Zurück zum 23. September 2016. Die Ankunft mit dem Bus war nicht in dem mir so bekannten Stadtzentrum, weshalb es sich zunächst einmal wie ein fremder Ort angefühlt hat. Das vertraute kam dann wieder, als wir uns in Richtung Bournemouth Pier aufmachten.

Bei schönem Wetter entschieden wir uns zunächst einmal am Meer entlangzulaufen und das Unscheinbare zu entdecken. Anschließend machten wir uns auf den Weg in die Stadt, den auch diese wollten und haben wir von unten nach oben erkundet. Dabei haben wir dann auch erstmal bemerkt, wie flach Portsmouth doch ist, den Bournemouth ähnelt von den Bergen her doch eher dem Sauerland, aber als Lüdenscheiderin ist man das gewöhnt.

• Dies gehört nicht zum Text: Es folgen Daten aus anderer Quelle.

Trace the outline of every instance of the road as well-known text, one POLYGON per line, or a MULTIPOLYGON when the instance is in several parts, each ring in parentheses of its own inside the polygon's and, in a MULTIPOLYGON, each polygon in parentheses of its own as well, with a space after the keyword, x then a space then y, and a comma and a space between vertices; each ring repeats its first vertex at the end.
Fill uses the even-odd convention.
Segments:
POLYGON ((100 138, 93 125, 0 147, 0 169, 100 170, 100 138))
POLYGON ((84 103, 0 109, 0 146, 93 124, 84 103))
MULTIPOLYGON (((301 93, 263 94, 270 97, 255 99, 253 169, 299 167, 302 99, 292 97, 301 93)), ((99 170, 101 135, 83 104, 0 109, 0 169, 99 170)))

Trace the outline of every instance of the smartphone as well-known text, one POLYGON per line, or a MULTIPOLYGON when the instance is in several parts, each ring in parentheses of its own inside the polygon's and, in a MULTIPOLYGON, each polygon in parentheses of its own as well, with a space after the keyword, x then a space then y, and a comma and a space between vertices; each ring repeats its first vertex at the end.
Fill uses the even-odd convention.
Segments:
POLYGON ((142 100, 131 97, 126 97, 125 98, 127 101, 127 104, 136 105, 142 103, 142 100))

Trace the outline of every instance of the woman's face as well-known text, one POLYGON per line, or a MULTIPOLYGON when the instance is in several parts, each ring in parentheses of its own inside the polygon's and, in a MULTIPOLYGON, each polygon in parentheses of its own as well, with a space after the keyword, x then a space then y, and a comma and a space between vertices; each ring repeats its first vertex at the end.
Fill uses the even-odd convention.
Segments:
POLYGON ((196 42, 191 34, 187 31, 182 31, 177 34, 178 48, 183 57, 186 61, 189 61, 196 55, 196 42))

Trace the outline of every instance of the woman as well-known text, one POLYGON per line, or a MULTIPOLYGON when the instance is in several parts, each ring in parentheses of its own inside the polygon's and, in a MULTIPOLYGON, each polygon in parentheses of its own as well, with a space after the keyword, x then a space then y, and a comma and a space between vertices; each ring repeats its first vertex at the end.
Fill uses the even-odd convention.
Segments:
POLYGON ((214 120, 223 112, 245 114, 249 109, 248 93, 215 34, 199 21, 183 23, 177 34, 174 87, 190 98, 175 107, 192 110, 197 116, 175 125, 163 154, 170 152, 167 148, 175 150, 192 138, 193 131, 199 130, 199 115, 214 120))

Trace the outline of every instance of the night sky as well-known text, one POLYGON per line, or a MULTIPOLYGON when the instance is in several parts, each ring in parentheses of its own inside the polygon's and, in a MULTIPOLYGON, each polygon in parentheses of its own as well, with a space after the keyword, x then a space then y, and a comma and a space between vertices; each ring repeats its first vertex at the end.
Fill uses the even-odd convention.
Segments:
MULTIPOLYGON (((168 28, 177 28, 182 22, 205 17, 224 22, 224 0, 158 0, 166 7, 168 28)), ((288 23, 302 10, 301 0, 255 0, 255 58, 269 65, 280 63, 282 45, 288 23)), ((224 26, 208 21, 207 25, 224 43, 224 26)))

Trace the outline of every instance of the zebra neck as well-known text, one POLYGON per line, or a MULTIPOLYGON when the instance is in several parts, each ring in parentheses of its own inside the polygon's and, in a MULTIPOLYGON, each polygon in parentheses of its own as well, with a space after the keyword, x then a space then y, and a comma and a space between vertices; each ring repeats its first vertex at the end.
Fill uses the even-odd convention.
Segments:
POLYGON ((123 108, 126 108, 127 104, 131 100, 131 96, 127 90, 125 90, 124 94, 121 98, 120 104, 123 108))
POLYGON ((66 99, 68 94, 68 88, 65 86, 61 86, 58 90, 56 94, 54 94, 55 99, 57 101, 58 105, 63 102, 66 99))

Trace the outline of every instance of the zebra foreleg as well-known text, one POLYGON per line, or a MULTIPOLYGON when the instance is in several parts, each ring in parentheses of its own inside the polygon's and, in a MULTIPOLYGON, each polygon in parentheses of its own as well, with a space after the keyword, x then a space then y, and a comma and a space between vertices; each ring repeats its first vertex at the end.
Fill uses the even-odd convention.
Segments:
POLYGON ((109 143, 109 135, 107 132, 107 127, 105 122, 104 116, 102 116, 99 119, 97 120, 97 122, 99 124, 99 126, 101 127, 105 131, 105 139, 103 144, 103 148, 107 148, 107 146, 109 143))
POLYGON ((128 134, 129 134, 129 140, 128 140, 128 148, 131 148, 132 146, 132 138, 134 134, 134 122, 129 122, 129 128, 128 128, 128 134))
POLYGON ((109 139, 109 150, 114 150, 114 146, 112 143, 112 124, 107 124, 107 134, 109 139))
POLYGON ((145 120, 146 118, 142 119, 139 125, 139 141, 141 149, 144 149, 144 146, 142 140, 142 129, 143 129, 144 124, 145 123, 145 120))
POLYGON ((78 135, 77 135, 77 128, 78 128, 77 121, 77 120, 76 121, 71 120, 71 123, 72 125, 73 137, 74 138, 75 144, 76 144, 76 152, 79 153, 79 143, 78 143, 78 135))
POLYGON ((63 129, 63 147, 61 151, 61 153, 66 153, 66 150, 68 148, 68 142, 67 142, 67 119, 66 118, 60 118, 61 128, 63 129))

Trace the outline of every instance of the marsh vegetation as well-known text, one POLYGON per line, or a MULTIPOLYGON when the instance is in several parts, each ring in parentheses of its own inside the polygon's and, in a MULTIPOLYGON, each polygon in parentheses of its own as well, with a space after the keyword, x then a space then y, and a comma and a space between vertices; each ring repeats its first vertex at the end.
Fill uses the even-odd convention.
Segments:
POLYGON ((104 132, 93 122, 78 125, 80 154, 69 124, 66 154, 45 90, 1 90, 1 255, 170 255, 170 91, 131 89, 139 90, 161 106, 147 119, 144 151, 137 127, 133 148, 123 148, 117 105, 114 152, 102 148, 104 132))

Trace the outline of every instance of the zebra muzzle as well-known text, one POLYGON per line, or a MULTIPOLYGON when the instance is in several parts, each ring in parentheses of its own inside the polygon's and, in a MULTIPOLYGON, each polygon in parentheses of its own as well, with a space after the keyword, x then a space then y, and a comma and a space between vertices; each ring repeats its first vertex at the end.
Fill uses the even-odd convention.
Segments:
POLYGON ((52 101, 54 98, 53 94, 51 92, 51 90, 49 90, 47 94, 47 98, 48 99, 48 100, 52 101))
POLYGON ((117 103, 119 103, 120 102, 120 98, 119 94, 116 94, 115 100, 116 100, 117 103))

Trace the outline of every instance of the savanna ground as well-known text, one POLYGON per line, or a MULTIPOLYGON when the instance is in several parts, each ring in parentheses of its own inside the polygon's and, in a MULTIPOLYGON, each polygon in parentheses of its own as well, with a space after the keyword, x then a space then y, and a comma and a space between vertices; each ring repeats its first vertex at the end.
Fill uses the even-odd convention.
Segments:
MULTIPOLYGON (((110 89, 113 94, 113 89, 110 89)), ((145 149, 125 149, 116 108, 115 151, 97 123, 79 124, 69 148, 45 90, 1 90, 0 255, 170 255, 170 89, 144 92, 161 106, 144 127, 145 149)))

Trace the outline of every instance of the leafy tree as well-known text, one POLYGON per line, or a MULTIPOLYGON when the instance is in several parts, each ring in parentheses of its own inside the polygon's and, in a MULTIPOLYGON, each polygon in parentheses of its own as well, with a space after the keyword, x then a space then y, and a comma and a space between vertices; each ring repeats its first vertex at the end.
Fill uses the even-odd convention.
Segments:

Als wir abends alles gesehen hatten und zugegebener Maßen auch von der kurzen Nacht sehr erschöpft waren, haben wir uns ein schönes Fleckchen Sandstrand ausgesucht und sind auch mehr oder weniger dort eingeschlafen. Aber mit dem Rauschen des Meeres, der strahlenden Sonne und einer kleinen Brise Wind, lässt es sich auch gut entspannen. Bewusst spreche ich hier von Sandstrand, den wie auf meinen Bildern zu sehen ist, hat Portsmouth einen Steinstrand. Auch wenn man dies als typisch Deutscher zunächst befremdlich findet, hat es auch echt seine Vorteile. Den man bekommt kein Sand ins Gesicht, Handtücher ausschütteln ist viel einfacher und man kann nach seinem Strandbesuch auch keinen Sandkasten füllen.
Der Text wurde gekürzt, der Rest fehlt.